Campus & Community

Regional growth patterns addressed

4 min read

“Sun, skills, and sprawl” are the three factors that largely determine regional growth patterns, Professor of Economics Edward L. Glaeser told local, state, and federal officials on April 27 at a conference organized by the Kennedy School’s Rappaport Institute for Greater Boston.

The conference, which was co-sponsored and hosted by the Federal Reserve Bank of Boston, brought a diverse array of scholars and policy-makers together to discuss the metropolitan region’s economic future.

Boston managed to maintain gradual population growth from 1980 to 2000, bucking a trend of population decline among cold-weather industrial cities, Glaeser said. In recent years, residents of congested Northeastern urban areas have fled to Sun Belt states and sprawling suburbs. Yet despite Boston’s wicked winters and traditionally treacherous traffic, “Since 1980, the city has surged,” Glaeser said.

Mayor
Menino

“The central city certainly isn’t sprawling, and it doesn’t have sun, but it does have skills,” said Glaeser, who has been the Rappaport Institute’s director since last summer. Boston ranks sixth in the nation on Glaeser’s list of “high-skilled cities,” measured by the percentage of adults who hold bachelor’s degrees.

In “Smart Growth: Education, Skilled Workers, & the Future of Cold-Weather Cities,” a Rappaport Institute policy brief released at the conference, Glaeser argues that chilly metropolitan areas with high proportions of college graduates have adapted to changing economic climates by “reinventing themselves.” The Boston area’s well-educated workforce has allowed the Hub region to diversify its economy and shift toward fast-growing sectors such as life sciences and information technology.

“Skilled cities excel because they permit innovation,” Glaeser said. “Then the public policy challenge becomes producing skilled people and keeping skilled people from leaving in times of crisis.”

With that challenge in mind, Boston Mayor Thomas M. Menino, along with an expert panel moderated by Kennedy School Dean David T. Ellwood, discussed strategies to sustain the metropolitan area’s growth.

In opening remarks, Menino said that local universities would continue to propel the region’s resurgence. “I’m bullish on Boston,” he said, adding that Harvard’s expansion into the city’s Allston neighborhood would have a “positive” effect on the local economy.

Panelist Paul S. Grogan, the president of the Boston Foundation, drew chuckles from the 100-person audience when – alluding to Glaeser’s statistics on the link between growth and weather – he said: “I think we all have to hope that global warming accelerates.”

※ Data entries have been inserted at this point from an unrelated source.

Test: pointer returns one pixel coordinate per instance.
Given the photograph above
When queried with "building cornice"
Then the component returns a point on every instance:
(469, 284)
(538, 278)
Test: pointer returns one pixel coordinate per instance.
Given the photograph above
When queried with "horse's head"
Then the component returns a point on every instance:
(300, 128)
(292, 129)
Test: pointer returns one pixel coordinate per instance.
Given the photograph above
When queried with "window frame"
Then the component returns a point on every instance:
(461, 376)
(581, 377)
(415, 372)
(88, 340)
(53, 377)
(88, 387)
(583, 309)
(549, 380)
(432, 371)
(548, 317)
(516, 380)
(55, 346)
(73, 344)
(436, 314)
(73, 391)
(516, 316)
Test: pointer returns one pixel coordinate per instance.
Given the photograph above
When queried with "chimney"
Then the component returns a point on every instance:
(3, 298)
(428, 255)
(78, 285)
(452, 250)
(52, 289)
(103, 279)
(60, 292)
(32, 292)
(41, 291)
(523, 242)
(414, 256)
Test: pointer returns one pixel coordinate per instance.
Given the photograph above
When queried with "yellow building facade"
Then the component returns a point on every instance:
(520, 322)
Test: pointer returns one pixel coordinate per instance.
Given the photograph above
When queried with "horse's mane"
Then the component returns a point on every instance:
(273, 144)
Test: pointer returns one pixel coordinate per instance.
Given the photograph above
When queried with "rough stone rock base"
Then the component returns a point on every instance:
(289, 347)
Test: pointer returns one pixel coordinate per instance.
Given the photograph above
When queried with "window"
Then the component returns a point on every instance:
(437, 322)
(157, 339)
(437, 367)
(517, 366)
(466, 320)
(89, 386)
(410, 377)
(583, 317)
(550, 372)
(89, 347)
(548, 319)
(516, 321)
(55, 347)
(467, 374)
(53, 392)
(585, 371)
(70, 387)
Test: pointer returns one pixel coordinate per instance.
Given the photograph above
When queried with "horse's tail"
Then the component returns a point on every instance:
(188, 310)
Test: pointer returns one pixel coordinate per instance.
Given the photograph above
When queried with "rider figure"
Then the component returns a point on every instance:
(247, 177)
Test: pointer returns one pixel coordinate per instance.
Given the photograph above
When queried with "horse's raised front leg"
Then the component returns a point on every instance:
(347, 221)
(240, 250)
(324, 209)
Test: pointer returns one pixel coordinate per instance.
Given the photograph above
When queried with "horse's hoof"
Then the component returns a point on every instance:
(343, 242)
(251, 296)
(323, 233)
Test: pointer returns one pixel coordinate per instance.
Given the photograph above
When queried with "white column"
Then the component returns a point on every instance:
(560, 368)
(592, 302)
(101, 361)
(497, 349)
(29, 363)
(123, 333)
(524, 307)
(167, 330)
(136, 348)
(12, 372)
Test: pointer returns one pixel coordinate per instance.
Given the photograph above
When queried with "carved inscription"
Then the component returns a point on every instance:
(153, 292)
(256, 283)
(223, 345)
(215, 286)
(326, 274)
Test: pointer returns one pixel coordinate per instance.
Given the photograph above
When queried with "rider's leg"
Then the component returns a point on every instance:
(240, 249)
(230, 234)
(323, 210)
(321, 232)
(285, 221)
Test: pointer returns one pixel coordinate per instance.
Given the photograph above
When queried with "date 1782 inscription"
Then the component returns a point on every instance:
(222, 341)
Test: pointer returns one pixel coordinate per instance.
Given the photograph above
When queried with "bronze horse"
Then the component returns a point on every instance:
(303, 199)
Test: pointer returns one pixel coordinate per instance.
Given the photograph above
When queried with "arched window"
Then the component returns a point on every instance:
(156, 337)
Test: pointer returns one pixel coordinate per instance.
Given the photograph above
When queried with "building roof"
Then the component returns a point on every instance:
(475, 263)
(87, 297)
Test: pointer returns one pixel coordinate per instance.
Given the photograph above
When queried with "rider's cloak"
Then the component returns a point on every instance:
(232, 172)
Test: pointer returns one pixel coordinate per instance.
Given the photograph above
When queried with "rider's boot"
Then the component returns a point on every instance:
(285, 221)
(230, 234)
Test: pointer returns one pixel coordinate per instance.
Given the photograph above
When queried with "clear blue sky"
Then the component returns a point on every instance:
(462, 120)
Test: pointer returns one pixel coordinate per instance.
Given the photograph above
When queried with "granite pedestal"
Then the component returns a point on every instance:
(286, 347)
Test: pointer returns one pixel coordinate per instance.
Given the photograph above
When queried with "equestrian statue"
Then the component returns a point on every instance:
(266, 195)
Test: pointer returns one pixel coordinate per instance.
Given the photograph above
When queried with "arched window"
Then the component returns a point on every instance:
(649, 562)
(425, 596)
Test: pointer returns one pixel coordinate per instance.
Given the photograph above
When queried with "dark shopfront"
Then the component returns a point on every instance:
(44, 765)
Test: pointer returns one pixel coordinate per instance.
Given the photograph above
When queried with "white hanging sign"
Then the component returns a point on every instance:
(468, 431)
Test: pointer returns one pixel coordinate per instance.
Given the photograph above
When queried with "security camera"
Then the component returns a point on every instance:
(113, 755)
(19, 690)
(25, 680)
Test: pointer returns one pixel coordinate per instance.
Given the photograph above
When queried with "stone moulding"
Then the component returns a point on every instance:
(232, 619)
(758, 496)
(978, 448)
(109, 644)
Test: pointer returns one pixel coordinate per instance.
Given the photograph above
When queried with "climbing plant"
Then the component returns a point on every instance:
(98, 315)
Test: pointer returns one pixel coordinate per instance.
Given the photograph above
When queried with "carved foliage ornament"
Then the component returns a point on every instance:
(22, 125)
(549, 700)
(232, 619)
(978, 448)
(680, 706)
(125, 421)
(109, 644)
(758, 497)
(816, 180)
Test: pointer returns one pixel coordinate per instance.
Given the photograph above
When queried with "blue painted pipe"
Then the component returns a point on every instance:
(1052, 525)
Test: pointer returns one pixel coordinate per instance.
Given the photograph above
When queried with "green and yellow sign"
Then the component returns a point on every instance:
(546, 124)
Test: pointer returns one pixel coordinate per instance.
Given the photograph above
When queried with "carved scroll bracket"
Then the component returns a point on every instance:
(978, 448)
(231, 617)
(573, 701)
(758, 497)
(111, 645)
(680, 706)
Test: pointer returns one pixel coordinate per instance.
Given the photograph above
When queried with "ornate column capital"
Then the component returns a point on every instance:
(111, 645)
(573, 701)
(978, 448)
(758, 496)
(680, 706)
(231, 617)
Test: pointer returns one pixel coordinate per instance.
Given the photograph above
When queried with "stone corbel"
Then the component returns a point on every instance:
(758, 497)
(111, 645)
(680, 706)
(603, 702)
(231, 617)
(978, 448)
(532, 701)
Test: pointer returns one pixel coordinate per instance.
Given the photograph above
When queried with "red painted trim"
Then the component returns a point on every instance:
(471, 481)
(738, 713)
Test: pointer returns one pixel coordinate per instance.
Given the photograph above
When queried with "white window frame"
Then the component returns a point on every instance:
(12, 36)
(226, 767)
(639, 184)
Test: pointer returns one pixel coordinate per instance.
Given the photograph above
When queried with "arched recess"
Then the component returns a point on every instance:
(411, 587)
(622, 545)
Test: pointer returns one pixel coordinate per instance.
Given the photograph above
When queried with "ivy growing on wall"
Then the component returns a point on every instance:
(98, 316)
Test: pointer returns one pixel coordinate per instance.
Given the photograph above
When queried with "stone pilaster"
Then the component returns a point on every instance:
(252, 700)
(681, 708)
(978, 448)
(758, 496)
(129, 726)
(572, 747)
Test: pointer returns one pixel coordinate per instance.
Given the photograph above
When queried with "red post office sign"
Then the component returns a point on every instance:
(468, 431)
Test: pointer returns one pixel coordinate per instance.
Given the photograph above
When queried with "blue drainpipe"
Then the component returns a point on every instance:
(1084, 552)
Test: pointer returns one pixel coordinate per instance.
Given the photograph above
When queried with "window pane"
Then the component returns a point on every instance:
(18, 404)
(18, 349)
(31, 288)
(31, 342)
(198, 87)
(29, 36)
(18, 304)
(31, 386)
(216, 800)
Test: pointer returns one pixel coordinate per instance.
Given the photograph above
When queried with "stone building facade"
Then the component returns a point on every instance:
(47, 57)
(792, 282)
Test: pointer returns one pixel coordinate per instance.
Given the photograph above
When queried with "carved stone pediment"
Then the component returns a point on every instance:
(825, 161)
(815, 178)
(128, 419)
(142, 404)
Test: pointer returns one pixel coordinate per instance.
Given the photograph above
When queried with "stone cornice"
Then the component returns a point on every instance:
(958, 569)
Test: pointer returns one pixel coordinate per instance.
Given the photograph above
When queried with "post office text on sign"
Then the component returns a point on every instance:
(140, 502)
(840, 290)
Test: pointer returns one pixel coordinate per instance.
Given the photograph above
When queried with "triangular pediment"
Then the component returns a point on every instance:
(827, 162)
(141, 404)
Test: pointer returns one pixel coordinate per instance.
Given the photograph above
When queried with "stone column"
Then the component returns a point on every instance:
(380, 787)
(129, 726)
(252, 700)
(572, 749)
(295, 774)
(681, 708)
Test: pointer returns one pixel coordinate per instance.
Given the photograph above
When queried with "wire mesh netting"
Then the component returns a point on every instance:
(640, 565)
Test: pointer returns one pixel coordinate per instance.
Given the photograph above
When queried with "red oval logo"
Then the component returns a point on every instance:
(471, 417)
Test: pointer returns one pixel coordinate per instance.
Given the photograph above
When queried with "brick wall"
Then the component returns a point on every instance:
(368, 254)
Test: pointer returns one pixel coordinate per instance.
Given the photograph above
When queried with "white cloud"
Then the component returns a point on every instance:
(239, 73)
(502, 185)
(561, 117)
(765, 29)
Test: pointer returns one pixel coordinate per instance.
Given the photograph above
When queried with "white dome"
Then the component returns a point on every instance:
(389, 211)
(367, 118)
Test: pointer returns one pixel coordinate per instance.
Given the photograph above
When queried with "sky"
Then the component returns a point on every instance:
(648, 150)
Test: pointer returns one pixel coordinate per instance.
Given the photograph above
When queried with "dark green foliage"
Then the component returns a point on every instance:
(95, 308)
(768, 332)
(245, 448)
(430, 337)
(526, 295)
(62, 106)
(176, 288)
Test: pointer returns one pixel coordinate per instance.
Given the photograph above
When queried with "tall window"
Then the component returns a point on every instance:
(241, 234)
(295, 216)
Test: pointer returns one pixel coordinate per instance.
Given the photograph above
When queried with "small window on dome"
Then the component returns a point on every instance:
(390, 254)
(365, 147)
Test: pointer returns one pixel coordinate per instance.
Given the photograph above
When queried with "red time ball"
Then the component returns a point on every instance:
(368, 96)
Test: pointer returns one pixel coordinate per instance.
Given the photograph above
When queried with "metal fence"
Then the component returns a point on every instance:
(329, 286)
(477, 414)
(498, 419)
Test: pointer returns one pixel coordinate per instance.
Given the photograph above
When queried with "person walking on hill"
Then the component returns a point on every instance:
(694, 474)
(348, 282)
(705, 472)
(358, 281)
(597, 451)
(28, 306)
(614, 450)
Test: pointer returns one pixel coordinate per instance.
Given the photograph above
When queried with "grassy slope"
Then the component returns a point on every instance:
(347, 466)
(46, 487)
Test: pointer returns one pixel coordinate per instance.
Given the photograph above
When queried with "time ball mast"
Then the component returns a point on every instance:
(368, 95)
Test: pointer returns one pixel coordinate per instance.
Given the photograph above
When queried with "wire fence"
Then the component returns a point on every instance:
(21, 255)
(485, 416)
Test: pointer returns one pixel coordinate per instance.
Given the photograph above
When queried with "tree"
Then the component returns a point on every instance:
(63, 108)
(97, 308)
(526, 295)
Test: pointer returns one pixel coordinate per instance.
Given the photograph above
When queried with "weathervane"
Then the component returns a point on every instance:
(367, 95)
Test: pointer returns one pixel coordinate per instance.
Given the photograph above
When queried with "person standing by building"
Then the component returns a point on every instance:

Grogan, formerly Harvard’s vice president for government, community and public affairs, said that Boston should welcome college students more avidly. “If you just read the newspapers over the past few years, you would think that students are a pestilence visited upon this community,” he said, urging the city’s residents and reporters to adopt a more accommodating approach.

State Sen. John A. Hart (D-Boston) said that pending legislation to encourage stem cell research in Massachusetts – approved overwhelmingly by the State Senate on Tuesday – could enhance the region’s image as a cutting-edge innovator. “What we did with that piece [of legislation] was send a message: We can’t let other states be more competitive than we are here,” Hart said.

Several panelists emphasized the need to encourage residential development in order to control skyrocketing housing costs. Glaeser noted that four of the five U.S. cities with the fastest housing price growth between 1980 and 2000 are located in the Hub: Cambridge, Newton, Boston, and Somerville.

Ellwood said that new immigrants would also help to rev up Boston’s economic engine. He noted that the Boston area is well positioned to benefit from an influx of foreign-born workers: “At our best, we are in fact quite culturally welcoming and tolerant.”

“Globalization helps the place with the most human capital – the finest minds,” Glaeser said. “Boston’s comparative advantage is in its people.”